When we talk about grief, we often think of the feelings that hit us after we've lost someone. But there’s another kind of grief that starts even before any loss occurs—anticipatory grief. It's not as commonly discussed, but it’s just as intense and meaningful. Let's break down what this type of grief is all about, why it happens, and some ways to cope with it.
What Exactly is Anticipatory Grief?
Think of anticipatory grief as emotionally bracing for a future loss. It’s what you might feel when you know you're going to lose someone or something you love—like if a loved one is dealing with a serious illness. This kind of grief isn't just about expecting someone's death; it's also about grieving the ongoing losses along the way, like seeing someone you love change and lose parts of themselves to illness.
For instance, if you're watching a parent struggle with a disease like cancer, you might find yourself grieving for the loss of future times together or missing how they used to be.
Why Do We Experience This Kind of Grief?
Anticipatory grief can kick in for several reasons, often around the decline of someone close due to illness or old age. But it's not just about expecting someone to die. It can also come from anticipating other kinds of losses, like the end of a relationship, big life changes, or even our own health issues. For example, families dealing with Alzheimer’s might start grieving as they see their loved ones slowly fade away, memory by memory.
The causes vary widely, but they all tap into our feelings about our relationships, sometimes our fears about the future, and even our anxieties about our place in the world.
What Does Anticipatory Grief Feel Like?
The symptoms can look a lot like those of traditional grief, but there are some unique twists because of the anticipatory part. You might feel:
- Sad and weepy: You might find yourself crying more often or feeling really down.
- Worried or anxious: There’s often a lot of anxiety about what’s coming and how you’ll handle it.
- Guilty: Sometimes you might feel guilty, maybe thinking you could do more or feeling relieved at times when you think about the suffering ending.
- Angry: It's normal to feel angry, either at the unfairness of the situation or frustrated with everything that’s happening.
- Depressed: You might feel stuck in a place of deep sadness or hopelessness.
Recognizing these feelings as part of anticipatory grief can help you understand why you’re feeling this way and that it’s completely normal.
How Can You Manage This?
Dealing with anticipatory grief is about finding ways to cope with the emotional tumult that comes before a loss. Here are some ideas:
- Acknowledge what you’re feeling: It’s okay to admit you’re grieving. Naming it can help. Understanding and accepting your emotions can help you handle them better.
- Connect with others: Talking to people in support groups who are in the same boat can make a huge difference. They get what you’re going through.
- Consider coaching or therapy: Sometimes talking to a professional can help, especially if the grief feels too big to handle on your own.
- Take care of yourself: Try to keep up with regular exercise, eat well, and get enough sleep. It can help more than you might think.
- Find comfort in reflection and spirituality: If you're spiritual or religious, or even just open to some reflection, there are many practices that can offer comfort and a sense of peace.
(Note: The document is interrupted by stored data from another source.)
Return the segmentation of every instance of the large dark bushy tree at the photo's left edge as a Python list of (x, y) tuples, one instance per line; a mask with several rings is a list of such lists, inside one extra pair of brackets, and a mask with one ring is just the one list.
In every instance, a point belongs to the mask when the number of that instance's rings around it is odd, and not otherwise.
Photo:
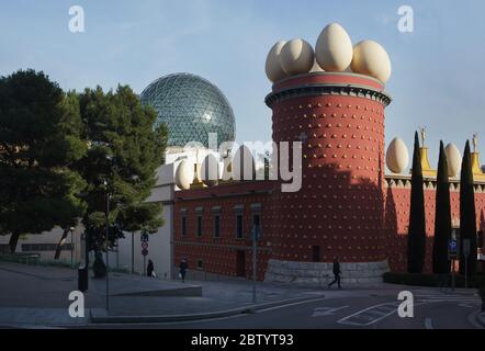
[(0, 223), (15, 252), (22, 234), (72, 226), (84, 182), (69, 165), (86, 147), (75, 102), (43, 72), (0, 78)]

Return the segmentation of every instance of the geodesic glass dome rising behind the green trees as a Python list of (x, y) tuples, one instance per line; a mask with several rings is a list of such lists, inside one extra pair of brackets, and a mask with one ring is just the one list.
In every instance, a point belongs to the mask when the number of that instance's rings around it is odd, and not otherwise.
[(168, 146), (199, 141), (208, 147), (208, 133), (217, 133), (219, 145), (234, 141), (235, 118), (229, 102), (216, 86), (201, 77), (161, 77), (142, 92), (140, 99), (157, 111), (157, 124), (167, 124)]

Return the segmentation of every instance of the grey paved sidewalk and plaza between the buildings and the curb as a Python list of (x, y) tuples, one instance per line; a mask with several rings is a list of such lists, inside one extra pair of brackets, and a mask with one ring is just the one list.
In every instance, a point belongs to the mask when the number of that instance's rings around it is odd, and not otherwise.
[[(110, 308), (106, 313), (106, 281), (90, 279), (84, 294), (84, 318), (70, 318), (68, 295), (77, 290), (77, 270), (0, 262), (0, 326), (80, 326), (90, 322), (174, 321), (216, 318), (251, 313), (286, 304), (322, 298), (388, 296), (403, 290), (436, 293), (433, 288), (382, 284), (376, 288), (327, 290), (279, 283), (162, 281), (140, 275), (110, 273)], [(345, 287), (345, 286), (343, 286)], [(456, 294), (472, 291), (456, 290)]]

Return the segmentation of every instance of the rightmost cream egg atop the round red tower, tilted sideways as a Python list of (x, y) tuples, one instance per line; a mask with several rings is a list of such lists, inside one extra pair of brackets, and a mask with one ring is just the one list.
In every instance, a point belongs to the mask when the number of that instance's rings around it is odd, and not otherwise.
[(373, 41), (363, 41), (353, 47), (352, 71), (371, 76), (385, 83), (391, 78), (391, 58), (385, 48)]

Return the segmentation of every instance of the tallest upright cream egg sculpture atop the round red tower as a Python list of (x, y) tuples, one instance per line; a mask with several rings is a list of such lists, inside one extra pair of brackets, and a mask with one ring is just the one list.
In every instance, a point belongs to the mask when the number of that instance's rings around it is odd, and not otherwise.
[(352, 56), (352, 41), (346, 30), (338, 23), (327, 25), (315, 46), (318, 65), (326, 71), (341, 72), (350, 66)]

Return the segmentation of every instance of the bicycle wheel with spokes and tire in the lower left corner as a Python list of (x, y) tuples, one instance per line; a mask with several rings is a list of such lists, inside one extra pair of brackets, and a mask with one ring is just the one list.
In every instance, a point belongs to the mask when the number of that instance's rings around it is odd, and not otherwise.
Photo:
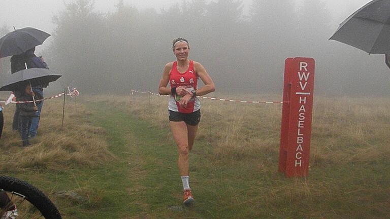
[[(9, 197), (7, 207), (0, 211), (0, 218), (10, 208), (16, 207), (17, 218), (60, 219), (61, 215), (50, 199), (27, 182), (0, 175), (0, 189)], [(7, 218), (7, 217), (5, 217)], [(14, 217), (9, 217), (14, 218)]]

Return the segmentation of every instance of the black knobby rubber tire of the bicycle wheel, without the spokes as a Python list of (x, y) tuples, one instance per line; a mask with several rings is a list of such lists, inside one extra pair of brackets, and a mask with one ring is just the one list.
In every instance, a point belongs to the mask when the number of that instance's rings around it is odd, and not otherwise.
[[(43, 192), (36, 187), (31, 186), (28, 182), (11, 176), (0, 175), (0, 189), (9, 193), (11, 196), (18, 197), (18, 199), (20, 198), (22, 200), (20, 204), (24, 203), (26, 200), (34, 206), (39, 211), (39, 214), (41, 214), (34, 218), (61, 219), (61, 215), (53, 202)], [(17, 205), (18, 203), (13, 202), (19, 210), (20, 207)], [(20, 213), (23, 215), (27, 214), (24, 212)], [(20, 215), (20, 213), (17, 218), (24, 217), (23, 215)], [(31, 218), (31, 216), (25, 216), (25, 218)]]

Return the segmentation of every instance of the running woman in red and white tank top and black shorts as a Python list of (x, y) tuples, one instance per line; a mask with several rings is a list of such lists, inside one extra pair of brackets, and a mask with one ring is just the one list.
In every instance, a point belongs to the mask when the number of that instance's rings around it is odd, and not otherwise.
[[(192, 149), (201, 120), (201, 103), (197, 96), (213, 92), (215, 86), (205, 67), (188, 59), (189, 44), (186, 39), (174, 39), (172, 49), (176, 61), (165, 65), (158, 92), (171, 95), (168, 103), (169, 124), (179, 155), (177, 163), (183, 182), (183, 204), (189, 205), (194, 199), (189, 187), (188, 152)], [(199, 89), (198, 79), (204, 83)], [(168, 83), (170, 88), (167, 87)]]

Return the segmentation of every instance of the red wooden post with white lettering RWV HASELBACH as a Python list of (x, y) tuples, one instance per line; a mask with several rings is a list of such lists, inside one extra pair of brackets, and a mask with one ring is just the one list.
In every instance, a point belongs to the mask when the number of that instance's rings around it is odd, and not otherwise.
[(279, 171), (286, 177), (309, 171), (314, 74), (313, 58), (285, 60)]

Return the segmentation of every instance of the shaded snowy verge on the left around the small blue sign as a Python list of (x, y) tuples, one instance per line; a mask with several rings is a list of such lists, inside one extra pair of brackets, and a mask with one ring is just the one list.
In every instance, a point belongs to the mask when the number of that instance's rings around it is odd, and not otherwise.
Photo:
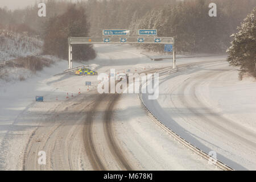
[[(22, 169), (24, 147), (31, 133), (40, 121), (46, 119), (57, 105), (65, 101), (67, 92), (71, 93), (72, 89), (74, 95), (75, 91), (76, 94), (79, 92), (79, 86), (76, 89), (71, 86), (67, 90), (52, 86), (56, 80), (61, 85), (61, 80), (67, 77), (53, 75), (63, 73), (68, 67), (68, 61), (53, 56), (45, 57), (52, 59), (53, 64), (50, 67), (32, 73), (24, 81), (0, 82), (0, 169)], [(79, 65), (81, 63), (74, 63), (75, 67)], [(24, 73), (30, 74), (27, 70)], [(81, 89), (85, 90), (82, 87)], [(42, 107), (35, 102), (35, 96), (44, 96), (46, 106)], [(56, 97), (60, 102), (55, 102)]]

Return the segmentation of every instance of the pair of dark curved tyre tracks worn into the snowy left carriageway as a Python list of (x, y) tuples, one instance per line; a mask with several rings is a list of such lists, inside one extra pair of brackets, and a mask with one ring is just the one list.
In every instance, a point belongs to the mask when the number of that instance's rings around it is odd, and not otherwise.
[(97, 114), (97, 107), (101, 104), (106, 104), (105, 102), (107, 102), (107, 109), (104, 111), (104, 119), (101, 121), (101, 123), (102, 125), (104, 125), (104, 134), (107, 140), (108, 147), (110, 148), (110, 152), (114, 156), (115, 162), (118, 163), (120, 168), (125, 170), (132, 170), (132, 167), (127, 162), (121, 148), (119, 148), (117, 141), (115, 140), (112, 126), (113, 109), (114, 105), (119, 99), (119, 96), (119, 94), (100, 94), (94, 106), (89, 111), (86, 117), (86, 124), (84, 126), (84, 144), (85, 150), (94, 170), (108, 169), (104, 161), (101, 160), (100, 154), (96, 149), (97, 139), (93, 137), (93, 122), (94, 117)]

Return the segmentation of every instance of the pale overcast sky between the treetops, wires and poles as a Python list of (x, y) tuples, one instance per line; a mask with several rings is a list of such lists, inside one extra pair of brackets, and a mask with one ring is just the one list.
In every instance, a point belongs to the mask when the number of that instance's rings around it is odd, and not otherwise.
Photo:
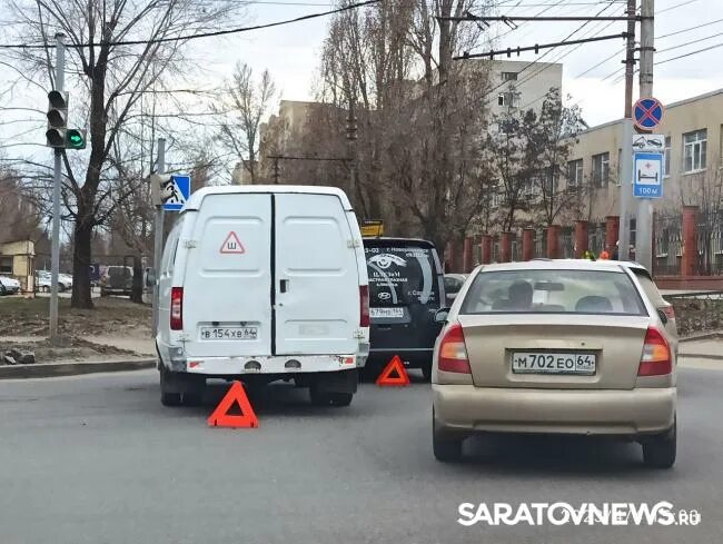
[[(4, 0), (0, 0), (2, 3)], [(598, 12), (618, 16), (624, 11), (624, 2), (621, 0), (498, 0), (496, 3), (498, 14), (505, 16), (534, 16), (542, 10), (546, 10), (545, 16), (594, 16)], [(329, 8), (331, 4), (324, 0), (250, 2), (244, 23), (259, 24), (290, 19)], [(661, 37), (656, 39), (656, 61), (723, 43), (723, 0), (656, 0), (655, 9), (655, 33)], [(0, 16), (1, 11), (0, 7)], [(250, 65), (257, 72), (268, 69), (277, 82), (279, 99), (313, 100), (327, 22), (328, 19), (320, 18), (225, 38), (196, 40), (188, 46), (194, 62), (187, 73), (188, 81), (182, 85), (188, 86), (190, 82), (198, 88), (216, 88), (229, 77), (234, 65), (240, 61)], [(491, 37), (497, 37), (496, 48), (524, 47), (561, 41), (581, 24), (525, 22), (511, 30), (504, 23), (493, 23), (487, 32)], [(664, 37), (701, 24), (707, 26)], [(578, 30), (572, 39), (624, 30), (625, 22), (622, 21), (612, 24), (595, 21)], [(696, 43), (690, 43), (697, 40)], [(537, 58), (564, 65), (563, 93), (571, 96), (570, 103), (580, 105), (587, 123), (594, 126), (622, 117), (623, 46), (622, 39), (587, 43), (580, 48), (557, 48), (545, 57), (541, 55)], [(478, 50), (484, 51), (485, 48), (486, 46), (481, 46)], [(671, 103), (723, 88), (723, 62), (720, 62), (722, 55), (723, 48), (717, 48), (656, 66), (654, 95), (664, 103)], [(535, 58), (534, 53), (527, 53), (521, 56), (519, 60), (529, 61)], [(0, 66), (0, 82), (9, 77), (8, 70)], [(7, 133), (8, 128), (0, 126), (0, 146)]]

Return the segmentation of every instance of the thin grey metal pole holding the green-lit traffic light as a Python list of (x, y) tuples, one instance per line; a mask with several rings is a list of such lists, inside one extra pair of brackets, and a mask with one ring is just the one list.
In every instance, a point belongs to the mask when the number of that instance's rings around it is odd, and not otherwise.
[[(56, 90), (62, 92), (66, 85), (65, 34), (56, 34)], [(58, 346), (58, 274), (60, 273), (60, 184), (62, 182), (62, 151), (55, 149), (52, 176), (52, 240), (50, 249), (50, 344)]]

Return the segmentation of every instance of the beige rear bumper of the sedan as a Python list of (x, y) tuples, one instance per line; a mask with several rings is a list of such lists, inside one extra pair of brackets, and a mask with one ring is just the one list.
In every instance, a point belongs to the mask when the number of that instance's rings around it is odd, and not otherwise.
[(676, 389), (563, 390), (433, 385), (439, 434), (475, 432), (625, 435), (673, 426)]

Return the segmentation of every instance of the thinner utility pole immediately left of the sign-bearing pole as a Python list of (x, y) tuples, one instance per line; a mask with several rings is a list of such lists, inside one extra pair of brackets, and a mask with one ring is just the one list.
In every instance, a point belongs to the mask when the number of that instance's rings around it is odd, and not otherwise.
[(625, 55), (625, 118), (620, 164), (618, 259), (630, 259), (630, 220), (633, 200), (633, 82), (635, 77), (636, 0), (627, 0), (627, 42)]

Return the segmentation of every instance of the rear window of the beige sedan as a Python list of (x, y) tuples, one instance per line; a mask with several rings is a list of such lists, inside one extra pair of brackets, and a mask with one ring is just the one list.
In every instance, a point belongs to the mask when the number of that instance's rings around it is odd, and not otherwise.
[(600, 270), (495, 270), (474, 279), (460, 314), (647, 315), (631, 278)]

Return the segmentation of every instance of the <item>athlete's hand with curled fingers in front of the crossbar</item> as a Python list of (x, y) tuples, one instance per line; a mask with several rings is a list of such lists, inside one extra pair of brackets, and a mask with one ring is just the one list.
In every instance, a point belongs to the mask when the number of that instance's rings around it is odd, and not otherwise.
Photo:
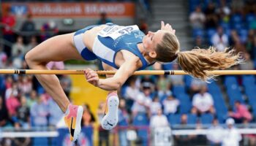
[(84, 75), (86, 77), (87, 82), (95, 87), (99, 86), (99, 77), (98, 74), (92, 69), (85, 69), (83, 70)]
Anticipatory Grief is Still Grief
Anticipatory grief is a real and valid form of mourning. It’s all about managing the feelings that come with expecting to lose someone or something important. If you’re going through this, remember, it’s totally normal to feel a whole range of emotions.
Reach out for help if you need it, whether it’s talking to friends, joining a support group, or seeing a therapist. And remember, there’s no right or wrong way to feel, and what you feel may change day to day—just give yourself the space and grace to experience this in your own way.